EGU General Assembly 2022
© Author(s) 2022. This work is distributed under
the Creative Commons Attribution 4.0 License.

Mechanisms behind climate oscillations in last glacial maximum simulations

Yvan Romé, Ruza Ivanovic, and Lauren Gregoire
Yvan Romé et al.
  • University of Leeds, School of Earth and Environment, ICAS, Leeds, United Kingdom of Great Britain – England, Scotland, Wales (

Millennial-scale variability has been extensively observed across the last glacial period records (115 to 12 thousand years ago) but reproducing it on general circulation models remains a challenge. In recent years, a growing number of climate models have reported simulations with oscillating behaviours comparable to typical abrupt climate changes, although often relying on unrealistic forcing fields and/or boundary conditions. This may become an issue when trying to review the mechanisms at stake because of glacial climates’ sensitivity to these parameters, notably ice sheets geometry and greenhouse gases concentration.

With the addition of snapshots of the early last deglaciation meltwater history over a last glacial maximum (~21 thousand years ago) equilibrium simulation, we obtained different regimes of climate variability, including oscillations that provides the perfect framework for studying abrupt climate changes dynamics in a glacial background. The oscillations consist of shifts between cold modes with a weak to almost collapsed Atlantic Meridional Ocean Circulation (AMOC) and warmer and stronger AMOC modes, with large reorganisation of the deep-water formation sites, surface ocean and atmospheric circulations.

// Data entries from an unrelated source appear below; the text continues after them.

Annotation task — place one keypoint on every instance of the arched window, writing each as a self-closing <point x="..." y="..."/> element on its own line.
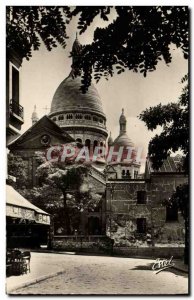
<point x="95" y="119"/>
<point x="69" y="117"/>
<point x="79" y="141"/>
<point x="87" y="143"/>
<point x="87" y="117"/>
<point x="61" y="117"/>
<point x="95" y="144"/>
<point x="78" y="116"/>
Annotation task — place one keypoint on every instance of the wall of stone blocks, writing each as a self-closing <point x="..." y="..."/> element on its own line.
<point x="123" y="211"/>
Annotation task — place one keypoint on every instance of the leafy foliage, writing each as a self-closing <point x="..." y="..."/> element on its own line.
<point x="174" y="120"/>
<point x="63" y="191"/>
<point x="27" y="26"/>
<point x="18" y="168"/>
<point x="137" y="39"/>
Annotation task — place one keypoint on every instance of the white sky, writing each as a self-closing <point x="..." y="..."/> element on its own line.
<point x="41" y="76"/>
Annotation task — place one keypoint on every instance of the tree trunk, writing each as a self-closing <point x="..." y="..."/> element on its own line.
<point x="186" y="251"/>
<point x="66" y="215"/>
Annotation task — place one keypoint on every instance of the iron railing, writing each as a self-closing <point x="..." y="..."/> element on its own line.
<point x="16" y="108"/>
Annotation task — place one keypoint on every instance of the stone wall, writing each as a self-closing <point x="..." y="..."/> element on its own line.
<point x="123" y="211"/>
<point x="150" y="252"/>
<point x="93" y="244"/>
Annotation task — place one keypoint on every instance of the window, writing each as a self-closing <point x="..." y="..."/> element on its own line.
<point x="69" y="117"/>
<point x="15" y="85"/>
<point x="87" y="117"/>
<point x="135" y="174"/>
<point x="141" y="225"/>
<point x="78" y="116"/>
<point x="61" y="117"/>
<point x="171" y="213"/>
<point x="79" y="141"/>
<point x="95" y="119"/>
<point x="141" y="197"/>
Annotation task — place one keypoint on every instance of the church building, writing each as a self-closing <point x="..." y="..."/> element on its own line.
<point x="132" y="209"/>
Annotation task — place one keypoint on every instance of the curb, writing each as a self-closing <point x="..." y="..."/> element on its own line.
<point x="33" y="281"/>
<point x="180" y="269"/>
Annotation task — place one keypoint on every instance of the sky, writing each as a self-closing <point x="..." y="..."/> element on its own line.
<point x="41" y="76"/>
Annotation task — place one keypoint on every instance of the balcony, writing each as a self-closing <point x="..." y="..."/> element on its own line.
<point x="16" y="110"/>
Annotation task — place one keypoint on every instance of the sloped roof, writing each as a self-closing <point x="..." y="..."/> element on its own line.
<point x="14" y="198"/>
<point x="170" y="165"/>
<point x="46" y="122"/>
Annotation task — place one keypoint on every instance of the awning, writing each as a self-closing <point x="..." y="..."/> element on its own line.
<point x="18" y="207"/>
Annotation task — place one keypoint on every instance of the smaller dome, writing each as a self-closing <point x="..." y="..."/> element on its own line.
<point x="122" y="119"/>
<point x="123" y="140"/>
<point x="34" y="114"/>
<point x="110" y="140"/>
<point x="77" y="47"/>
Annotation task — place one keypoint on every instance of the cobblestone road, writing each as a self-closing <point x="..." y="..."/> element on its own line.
<point x="106" y="275"/>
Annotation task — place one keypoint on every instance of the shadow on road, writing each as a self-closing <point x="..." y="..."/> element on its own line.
<point x="148" y="267"/>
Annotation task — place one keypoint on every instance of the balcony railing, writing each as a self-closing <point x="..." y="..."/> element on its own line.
<point x="16" y="108"/>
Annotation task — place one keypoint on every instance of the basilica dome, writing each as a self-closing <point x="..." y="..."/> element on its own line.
<point x="69" y="97"/>
<point x="123" y="140"/>
<point x="79" y="114"/>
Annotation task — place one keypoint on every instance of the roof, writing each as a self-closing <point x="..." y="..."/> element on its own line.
<point x="172" y="164"/>
<point x="14" y="198"/>
<point x="123" y="140"/>
<point x="69" y="97"/>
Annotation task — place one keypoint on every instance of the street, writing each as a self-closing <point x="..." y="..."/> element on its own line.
<point x="102" y="275"/>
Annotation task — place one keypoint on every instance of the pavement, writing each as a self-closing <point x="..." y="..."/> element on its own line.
<point x="67" y="273"/>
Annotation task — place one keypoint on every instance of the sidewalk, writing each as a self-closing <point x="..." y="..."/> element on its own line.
<point x="40" y="269"/>
<point x="180" y="266"/>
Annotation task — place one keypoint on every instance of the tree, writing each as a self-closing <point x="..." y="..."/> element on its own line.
<point x="18" y="168"/>
<point x="71" y="180"/>
<point x="174" y="120"/>
<point x="63" y="191"/>
<point x="137" y="39"/>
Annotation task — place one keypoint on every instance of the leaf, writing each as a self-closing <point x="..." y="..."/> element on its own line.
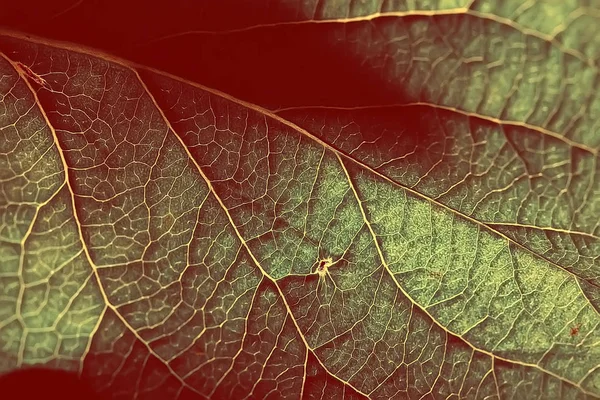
<point x="437" y="240"/>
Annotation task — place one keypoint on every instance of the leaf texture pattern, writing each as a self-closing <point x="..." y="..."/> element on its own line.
<point x="167" y="240"/>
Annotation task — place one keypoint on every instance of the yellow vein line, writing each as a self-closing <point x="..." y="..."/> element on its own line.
<point x="80" y="234"/>
<point x="345" y="20"/>
<point x="424" y="310"/>
<point x="398" y="14"/>
<point x="235" y="228"/>
<point x="471" y="114"/>
<point x="541" y="228"/>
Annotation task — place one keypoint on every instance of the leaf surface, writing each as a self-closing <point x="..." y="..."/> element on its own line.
<point x="438" y="241"/>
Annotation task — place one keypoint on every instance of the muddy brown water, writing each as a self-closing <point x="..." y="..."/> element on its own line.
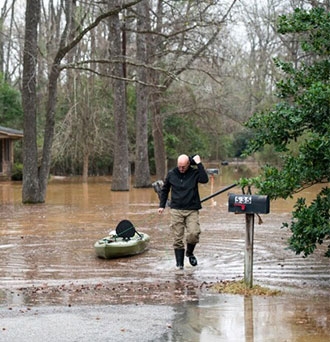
<point x="47" y="258"/>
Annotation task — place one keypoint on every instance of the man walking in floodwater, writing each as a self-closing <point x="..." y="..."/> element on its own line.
<point x="185" y="204"/>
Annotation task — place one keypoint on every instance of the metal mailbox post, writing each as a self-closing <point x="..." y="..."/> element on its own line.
<point x="248" y="205"/>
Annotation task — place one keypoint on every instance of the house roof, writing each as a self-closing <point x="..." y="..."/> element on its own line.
<point x="11" y="133"/>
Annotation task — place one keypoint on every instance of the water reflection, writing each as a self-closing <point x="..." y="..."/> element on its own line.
<point x="47" y="257"/>
<point x="234" y="318"/>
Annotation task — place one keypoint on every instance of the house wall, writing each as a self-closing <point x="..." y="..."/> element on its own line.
<point x="6" y="157"/>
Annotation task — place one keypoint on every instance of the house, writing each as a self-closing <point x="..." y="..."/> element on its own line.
<point x="7" y="138"/>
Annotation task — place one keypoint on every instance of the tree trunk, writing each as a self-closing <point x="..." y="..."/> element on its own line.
<point x="158" y="136"/>
<point x="85" y="167"/>
<point x="142" y="170"/>
<point x="121" y="172"/>
<point x="30" y="189"/>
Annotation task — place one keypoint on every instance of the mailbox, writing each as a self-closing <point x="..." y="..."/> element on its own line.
<point x="248" y="204"/>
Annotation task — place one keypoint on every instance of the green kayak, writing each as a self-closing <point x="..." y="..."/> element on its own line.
<point x="114" y="246"/>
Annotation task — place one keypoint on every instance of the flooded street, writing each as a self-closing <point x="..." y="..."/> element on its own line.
<point x="48" y="263"/>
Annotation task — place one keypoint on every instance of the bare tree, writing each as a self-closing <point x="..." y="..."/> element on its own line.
<point x="121" y="167"/>
<point x="31" y="188"/>
<point x="142" y="170"/>
<point x="35" y="184"/>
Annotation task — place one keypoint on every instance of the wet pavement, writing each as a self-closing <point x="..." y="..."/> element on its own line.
<point x="51" y="279"/>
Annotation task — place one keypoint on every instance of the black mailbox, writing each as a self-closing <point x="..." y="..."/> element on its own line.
<point x="249" y="204"/>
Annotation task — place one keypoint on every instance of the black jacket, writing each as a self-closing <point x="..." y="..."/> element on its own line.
<point x="184" y="188"/>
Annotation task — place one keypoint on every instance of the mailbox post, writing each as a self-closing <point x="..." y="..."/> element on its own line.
<point x="248" y="205"/>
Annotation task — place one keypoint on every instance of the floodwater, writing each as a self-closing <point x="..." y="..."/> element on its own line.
<point x="47" y="259"/>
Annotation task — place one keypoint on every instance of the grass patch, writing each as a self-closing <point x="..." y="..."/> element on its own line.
<point x="239" y="287"/>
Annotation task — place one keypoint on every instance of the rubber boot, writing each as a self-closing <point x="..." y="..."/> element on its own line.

The phenomenon has a periodicity of roughly every 1500 years and can be linked to changes of about 10°C in Greenland. This new set of simulation suggests an intricate large-scale coupling between ice, ocean, and atmosphere in the North Atlantic when meltwater is discharged to the North Atlantic.

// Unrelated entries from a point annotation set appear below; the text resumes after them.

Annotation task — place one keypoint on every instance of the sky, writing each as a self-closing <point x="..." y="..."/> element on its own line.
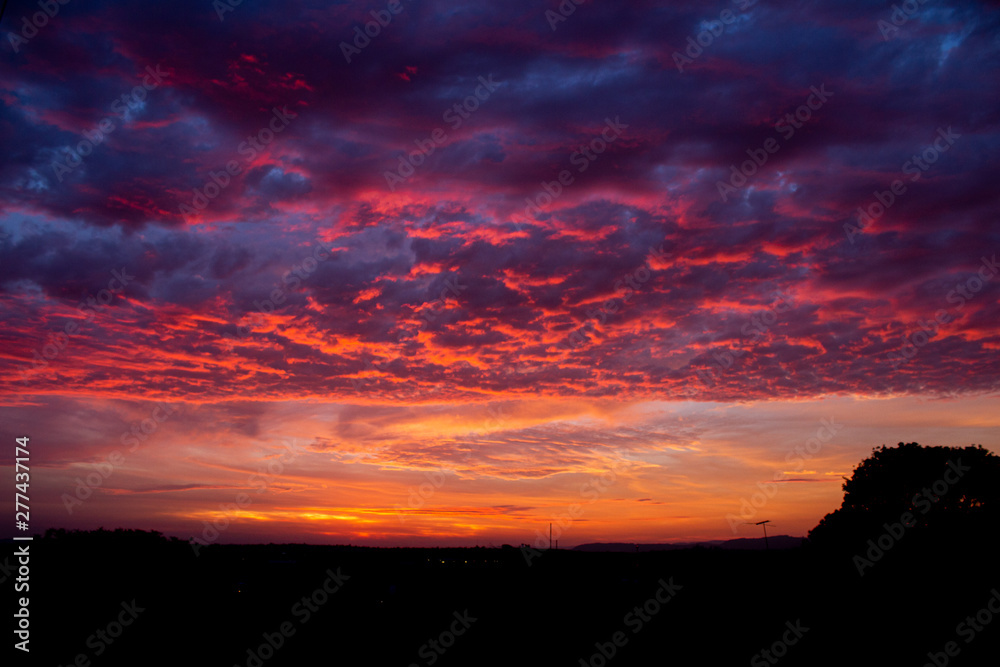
<point x="444" y="273"/>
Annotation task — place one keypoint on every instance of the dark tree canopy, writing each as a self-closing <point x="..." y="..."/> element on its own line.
<point x="946" y="490"/>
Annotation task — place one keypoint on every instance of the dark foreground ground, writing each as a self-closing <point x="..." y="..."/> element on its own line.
<point x="489" y="607"/>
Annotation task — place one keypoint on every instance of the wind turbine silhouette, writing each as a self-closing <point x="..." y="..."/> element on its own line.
<point x="763" y="524"/>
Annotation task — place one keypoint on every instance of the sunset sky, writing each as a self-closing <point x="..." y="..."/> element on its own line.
<point x="491" y="265"/>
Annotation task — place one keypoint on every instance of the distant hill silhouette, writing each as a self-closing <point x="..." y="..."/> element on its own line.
<point x="743" y="543"/>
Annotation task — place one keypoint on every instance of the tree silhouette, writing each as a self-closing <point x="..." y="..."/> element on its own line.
<point x="948" y="492"/>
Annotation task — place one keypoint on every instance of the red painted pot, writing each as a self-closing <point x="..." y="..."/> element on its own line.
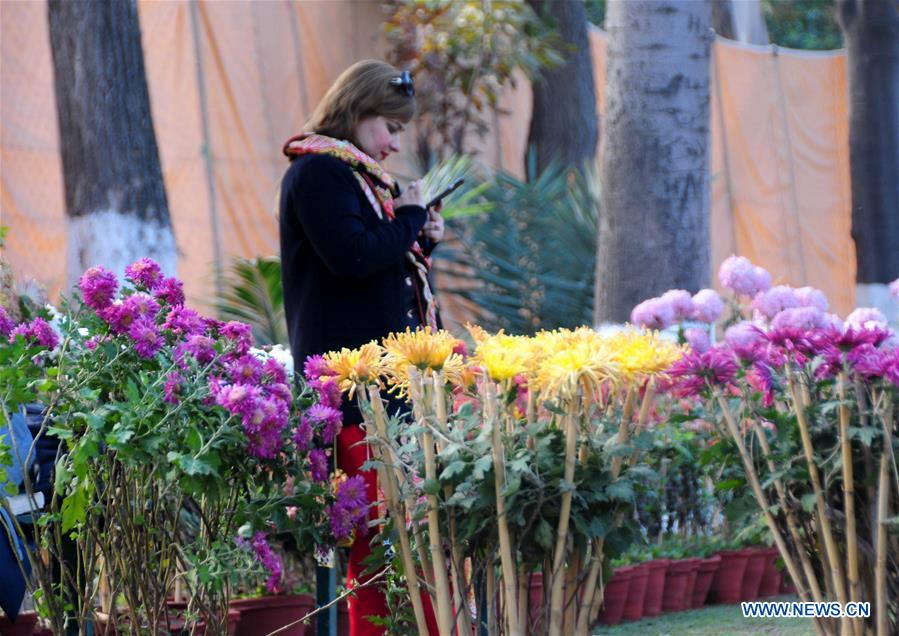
<point x="755" y="568"/>
<point x="655" y="586"/>
<point x="23" y="626"/>
<point x="615" y="596"/>
<point x="674" y="597"/>
<point x="705" y="573"/>
<point x="770" y="585"/>
<point x="263" y="615"/>
<point x="727" y="586"/>
<point x="636" y="593"/>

Most attempts at theorising millennial-scale variability have involved vast transfers of salt between the subtropical and subpolar gyres, often referred to as the salt oscillator mechanism, that in turn controlled the intensity of the north Atlantic current. We believe that the salt oscillator is in fact part of a larger harmonic motion spanning through all components of the climate system and that can enter into resonance under the specific boundary conditions and/or forcing. Illustrated by the mapping of the main salinity and heat fluxes on the oscillating simulations, we propose a new interpretation of the salt oscillator that includes the stochastic resonance phenomenon as well as the effect of meltwater forcing.

How to cite: Romé, Y., Ivanovic, R., and Gregoire, L.: Mechanisms behind climate oscillations in last glacial maximum simulations, EGU General Assembly 2022, Vienna, Austria, 23–27 May 2022, EGU22-2784,, 2022.